When the delay is in series, I assign the mix to 50/50, boost the level by 6dB, and adjust the delay level with the delay input level parameter.
 
I almost always use delay blocks in parallel with a mixer block following it. steadystate's method sounds like it would work well also.
 
In the second one the repeats would be your clean unprocessed guitar sound because there's nothing else happening on the way to/from the delay block.
 
I wish there was an option for constant (unity gain) dry volume in the delay and reverb blocks. This method of unity gain mixing works really well IMHO for most blocks (drive, comp, phase, even chorus and flange), but not for delay & reverb. The global reverb mix level is useless to me for the same reasson (yes you could adjust the master volume to compensate, and guess the adjustment needed for FOH send or hope the sound-guys are really on the ball and do it themselves).
 
I wish there was an option for constant (unity gain) dry volume in the delay and reverb blocks. This method of unity gain mixing works really well IMHO for most blocks (drive, comp, phase, even chorus and flange), but not for delay & reverb. The global reverb mix level is useless to me for the same reasson (yes you could adjust the master volume to compensate, and guess the adjustment needed for FOH send or hope the sound-guys are really on the ball and do it themselves).

I've been thinking about this. One possibility is the dry is constant until the mix is 50% and then decreases.
 
Harder to do with Delay controlled by an exp.pedal.

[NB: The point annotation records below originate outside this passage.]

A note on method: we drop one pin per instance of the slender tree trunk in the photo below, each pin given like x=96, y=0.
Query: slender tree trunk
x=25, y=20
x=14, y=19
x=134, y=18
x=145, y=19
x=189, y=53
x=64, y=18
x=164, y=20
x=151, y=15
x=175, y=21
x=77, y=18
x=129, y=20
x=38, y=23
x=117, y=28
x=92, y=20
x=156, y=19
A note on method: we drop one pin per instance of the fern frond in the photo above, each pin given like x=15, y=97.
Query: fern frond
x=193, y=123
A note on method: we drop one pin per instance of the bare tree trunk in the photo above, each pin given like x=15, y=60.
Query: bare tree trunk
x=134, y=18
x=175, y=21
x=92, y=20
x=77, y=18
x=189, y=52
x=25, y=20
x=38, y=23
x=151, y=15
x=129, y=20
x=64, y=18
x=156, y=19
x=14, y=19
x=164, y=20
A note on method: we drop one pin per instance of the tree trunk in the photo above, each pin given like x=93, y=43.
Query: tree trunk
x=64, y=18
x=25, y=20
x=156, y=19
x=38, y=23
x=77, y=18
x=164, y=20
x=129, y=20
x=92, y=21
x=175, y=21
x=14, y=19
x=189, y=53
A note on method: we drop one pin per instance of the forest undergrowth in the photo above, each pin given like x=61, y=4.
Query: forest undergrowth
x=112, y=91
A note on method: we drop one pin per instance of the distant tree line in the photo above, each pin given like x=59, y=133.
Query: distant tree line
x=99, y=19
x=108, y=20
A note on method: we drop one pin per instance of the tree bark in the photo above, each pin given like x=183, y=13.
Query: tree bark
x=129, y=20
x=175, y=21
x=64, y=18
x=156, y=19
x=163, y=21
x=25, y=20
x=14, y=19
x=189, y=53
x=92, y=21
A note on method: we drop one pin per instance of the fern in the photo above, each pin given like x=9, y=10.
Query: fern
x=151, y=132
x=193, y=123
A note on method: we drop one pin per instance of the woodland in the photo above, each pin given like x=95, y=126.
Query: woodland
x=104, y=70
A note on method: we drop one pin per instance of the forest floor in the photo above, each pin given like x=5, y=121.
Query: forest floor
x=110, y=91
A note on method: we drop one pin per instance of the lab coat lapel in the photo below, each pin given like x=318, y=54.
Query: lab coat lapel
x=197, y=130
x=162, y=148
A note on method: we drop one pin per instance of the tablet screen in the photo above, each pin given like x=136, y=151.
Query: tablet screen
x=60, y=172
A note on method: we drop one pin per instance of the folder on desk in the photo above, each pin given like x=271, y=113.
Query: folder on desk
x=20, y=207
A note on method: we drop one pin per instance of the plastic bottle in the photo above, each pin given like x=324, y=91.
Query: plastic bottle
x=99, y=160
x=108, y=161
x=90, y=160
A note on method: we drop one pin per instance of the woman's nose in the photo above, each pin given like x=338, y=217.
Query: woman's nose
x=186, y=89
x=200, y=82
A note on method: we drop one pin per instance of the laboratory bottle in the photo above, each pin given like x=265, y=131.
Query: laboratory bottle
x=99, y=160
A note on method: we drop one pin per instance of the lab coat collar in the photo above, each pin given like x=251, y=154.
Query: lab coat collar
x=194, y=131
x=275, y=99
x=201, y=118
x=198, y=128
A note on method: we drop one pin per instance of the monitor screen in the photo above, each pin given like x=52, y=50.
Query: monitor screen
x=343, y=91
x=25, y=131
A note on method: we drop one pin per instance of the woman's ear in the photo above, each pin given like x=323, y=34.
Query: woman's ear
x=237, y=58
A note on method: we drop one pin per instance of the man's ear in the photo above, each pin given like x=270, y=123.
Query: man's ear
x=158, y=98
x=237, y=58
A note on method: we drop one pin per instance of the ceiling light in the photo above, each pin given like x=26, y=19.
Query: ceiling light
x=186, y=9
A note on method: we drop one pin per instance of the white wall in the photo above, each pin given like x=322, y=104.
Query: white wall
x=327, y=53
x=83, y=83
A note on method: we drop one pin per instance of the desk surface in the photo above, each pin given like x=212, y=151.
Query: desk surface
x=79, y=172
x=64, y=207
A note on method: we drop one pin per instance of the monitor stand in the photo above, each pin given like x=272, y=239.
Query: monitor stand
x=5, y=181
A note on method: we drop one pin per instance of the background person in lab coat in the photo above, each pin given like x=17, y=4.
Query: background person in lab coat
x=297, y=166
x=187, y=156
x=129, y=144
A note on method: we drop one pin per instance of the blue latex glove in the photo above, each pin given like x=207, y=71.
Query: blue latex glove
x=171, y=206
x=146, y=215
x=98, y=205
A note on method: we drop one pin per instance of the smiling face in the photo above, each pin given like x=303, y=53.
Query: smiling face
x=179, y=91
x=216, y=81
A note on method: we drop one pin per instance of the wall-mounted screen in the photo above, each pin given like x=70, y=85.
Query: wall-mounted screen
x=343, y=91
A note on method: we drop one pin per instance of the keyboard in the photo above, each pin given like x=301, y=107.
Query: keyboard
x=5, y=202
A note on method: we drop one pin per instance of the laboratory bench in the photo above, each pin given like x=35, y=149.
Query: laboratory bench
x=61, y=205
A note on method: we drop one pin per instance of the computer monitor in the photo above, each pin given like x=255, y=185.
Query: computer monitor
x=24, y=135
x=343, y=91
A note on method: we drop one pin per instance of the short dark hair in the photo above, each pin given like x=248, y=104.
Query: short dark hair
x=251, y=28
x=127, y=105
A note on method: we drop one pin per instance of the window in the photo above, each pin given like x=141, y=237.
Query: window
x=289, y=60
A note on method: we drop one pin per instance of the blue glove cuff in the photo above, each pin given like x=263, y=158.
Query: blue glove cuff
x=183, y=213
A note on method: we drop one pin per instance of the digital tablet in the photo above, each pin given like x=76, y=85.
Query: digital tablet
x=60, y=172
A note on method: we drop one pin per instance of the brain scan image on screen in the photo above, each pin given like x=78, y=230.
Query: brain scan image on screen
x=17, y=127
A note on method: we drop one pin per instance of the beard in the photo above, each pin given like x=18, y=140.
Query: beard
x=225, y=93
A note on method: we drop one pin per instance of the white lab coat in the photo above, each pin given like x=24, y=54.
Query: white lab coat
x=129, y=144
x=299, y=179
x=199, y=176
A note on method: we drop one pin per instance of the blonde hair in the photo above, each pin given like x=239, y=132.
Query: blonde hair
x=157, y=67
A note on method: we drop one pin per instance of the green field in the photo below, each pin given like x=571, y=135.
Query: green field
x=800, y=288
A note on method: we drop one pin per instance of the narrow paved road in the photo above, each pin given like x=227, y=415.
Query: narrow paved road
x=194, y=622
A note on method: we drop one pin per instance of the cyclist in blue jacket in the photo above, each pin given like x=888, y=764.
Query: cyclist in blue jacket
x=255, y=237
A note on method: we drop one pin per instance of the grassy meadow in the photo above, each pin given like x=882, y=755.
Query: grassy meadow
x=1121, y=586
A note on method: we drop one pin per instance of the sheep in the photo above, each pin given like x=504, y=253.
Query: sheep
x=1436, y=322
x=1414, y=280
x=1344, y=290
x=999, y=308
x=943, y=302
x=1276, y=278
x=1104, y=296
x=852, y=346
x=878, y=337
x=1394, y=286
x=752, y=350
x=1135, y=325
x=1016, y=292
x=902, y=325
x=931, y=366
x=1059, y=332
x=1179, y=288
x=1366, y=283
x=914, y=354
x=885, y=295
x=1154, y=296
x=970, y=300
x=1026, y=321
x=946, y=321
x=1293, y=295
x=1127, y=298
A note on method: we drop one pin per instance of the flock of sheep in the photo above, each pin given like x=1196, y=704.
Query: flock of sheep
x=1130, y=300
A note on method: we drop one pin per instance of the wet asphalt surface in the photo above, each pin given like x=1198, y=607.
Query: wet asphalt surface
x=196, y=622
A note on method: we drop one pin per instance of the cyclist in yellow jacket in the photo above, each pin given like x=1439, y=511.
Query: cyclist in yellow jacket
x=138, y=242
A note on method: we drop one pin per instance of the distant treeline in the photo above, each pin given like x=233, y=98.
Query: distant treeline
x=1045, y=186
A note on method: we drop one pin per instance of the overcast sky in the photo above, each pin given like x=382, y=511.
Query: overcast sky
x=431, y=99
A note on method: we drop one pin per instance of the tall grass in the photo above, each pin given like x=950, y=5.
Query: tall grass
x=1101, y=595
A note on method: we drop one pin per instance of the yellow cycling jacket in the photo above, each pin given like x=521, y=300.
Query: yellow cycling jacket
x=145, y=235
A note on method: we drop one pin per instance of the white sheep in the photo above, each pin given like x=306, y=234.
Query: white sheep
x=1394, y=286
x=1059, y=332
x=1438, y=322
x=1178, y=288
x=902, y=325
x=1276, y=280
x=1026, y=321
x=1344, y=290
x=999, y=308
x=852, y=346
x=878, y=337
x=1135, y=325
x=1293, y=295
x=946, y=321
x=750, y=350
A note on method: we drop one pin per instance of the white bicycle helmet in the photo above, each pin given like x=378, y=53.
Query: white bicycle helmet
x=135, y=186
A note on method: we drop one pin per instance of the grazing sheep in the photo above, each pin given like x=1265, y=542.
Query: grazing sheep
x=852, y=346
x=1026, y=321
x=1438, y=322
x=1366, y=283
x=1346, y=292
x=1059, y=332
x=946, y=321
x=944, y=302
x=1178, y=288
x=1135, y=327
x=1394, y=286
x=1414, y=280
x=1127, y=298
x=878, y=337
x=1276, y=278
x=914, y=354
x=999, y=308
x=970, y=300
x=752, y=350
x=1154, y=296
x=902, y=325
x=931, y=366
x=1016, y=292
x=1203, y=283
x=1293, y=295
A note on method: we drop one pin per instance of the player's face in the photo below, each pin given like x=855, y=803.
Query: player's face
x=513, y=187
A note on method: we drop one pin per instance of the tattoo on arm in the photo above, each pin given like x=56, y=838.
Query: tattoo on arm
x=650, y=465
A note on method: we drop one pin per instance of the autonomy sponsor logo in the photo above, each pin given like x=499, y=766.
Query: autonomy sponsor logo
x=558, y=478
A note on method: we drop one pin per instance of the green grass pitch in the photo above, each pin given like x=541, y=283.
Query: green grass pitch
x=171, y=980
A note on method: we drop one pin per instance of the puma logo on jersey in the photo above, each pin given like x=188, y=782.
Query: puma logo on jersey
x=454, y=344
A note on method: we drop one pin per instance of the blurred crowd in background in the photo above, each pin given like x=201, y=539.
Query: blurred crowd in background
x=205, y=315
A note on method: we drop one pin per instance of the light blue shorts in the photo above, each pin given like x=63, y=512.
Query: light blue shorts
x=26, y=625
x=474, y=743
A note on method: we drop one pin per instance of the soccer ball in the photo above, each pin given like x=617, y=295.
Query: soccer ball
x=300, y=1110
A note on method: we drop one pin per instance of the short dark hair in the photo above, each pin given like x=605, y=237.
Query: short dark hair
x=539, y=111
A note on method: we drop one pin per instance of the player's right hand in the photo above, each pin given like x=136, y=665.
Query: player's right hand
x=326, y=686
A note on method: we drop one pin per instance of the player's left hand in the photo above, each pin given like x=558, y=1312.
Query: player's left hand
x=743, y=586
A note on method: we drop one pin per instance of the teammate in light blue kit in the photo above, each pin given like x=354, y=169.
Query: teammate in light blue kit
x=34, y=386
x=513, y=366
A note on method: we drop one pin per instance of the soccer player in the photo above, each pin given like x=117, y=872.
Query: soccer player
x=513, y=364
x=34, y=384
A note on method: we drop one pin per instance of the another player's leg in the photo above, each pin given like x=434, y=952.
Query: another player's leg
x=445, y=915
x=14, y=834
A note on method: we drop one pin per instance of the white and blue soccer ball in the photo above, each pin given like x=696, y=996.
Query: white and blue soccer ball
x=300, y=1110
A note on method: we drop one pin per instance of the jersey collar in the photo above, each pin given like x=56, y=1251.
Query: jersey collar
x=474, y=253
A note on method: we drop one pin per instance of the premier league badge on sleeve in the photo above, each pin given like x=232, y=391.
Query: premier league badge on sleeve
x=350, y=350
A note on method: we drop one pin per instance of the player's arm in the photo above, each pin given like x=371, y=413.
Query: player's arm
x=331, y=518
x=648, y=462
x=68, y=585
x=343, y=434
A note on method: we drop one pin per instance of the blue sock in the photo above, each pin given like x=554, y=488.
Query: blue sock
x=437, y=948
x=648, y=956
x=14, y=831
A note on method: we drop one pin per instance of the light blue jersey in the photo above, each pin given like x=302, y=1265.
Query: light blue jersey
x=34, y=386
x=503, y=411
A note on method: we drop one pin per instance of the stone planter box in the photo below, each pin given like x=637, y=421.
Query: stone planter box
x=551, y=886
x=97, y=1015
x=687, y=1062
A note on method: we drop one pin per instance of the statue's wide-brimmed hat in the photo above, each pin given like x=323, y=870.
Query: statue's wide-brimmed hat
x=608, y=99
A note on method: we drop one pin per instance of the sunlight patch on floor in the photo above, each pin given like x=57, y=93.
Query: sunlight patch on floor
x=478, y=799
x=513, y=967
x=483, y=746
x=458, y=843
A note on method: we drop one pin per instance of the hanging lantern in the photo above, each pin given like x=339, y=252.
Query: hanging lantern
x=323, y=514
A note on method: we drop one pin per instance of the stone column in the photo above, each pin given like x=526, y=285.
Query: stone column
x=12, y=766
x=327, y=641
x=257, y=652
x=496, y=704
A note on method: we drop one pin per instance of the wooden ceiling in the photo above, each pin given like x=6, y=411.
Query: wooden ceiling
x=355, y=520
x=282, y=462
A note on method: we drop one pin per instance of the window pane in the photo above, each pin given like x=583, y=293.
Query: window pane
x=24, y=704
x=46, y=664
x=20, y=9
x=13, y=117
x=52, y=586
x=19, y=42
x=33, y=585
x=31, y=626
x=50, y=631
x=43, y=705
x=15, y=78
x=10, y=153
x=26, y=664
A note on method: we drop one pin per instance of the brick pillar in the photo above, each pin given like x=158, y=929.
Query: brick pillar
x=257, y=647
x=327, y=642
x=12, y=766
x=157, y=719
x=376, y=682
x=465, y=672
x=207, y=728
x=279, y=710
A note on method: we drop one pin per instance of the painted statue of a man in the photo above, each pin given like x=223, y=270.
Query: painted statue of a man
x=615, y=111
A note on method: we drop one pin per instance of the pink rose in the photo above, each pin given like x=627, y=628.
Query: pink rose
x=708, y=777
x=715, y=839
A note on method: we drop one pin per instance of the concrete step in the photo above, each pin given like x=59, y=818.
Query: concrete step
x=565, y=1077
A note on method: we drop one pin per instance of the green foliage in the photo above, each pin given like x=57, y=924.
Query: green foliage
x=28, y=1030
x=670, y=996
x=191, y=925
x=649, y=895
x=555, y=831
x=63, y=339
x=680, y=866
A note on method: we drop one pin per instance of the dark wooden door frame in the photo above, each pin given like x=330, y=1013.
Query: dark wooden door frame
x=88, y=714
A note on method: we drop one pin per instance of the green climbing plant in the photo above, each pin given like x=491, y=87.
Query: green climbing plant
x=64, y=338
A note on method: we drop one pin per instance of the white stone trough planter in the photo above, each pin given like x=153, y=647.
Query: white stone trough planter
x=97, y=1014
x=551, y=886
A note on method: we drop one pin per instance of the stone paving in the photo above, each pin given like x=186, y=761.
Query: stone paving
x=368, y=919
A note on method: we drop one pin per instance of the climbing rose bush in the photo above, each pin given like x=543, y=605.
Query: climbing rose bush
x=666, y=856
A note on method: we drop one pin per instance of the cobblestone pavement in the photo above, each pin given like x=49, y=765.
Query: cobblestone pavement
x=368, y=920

This is why I put my delay blocks in parallel, except mine isn't controlled by exp pedal but by pitch. Off the top of my head, set the level to what I want it to max out at (mix at 100% of course, being in parallel 'n' whatnot), and then use pitch to control the input gain parameter.
 
Yes agreed, 100% wet delay and/or reverb in parallel with a shunt solves this problem, except that Global reverb & mix settings don't work as intended.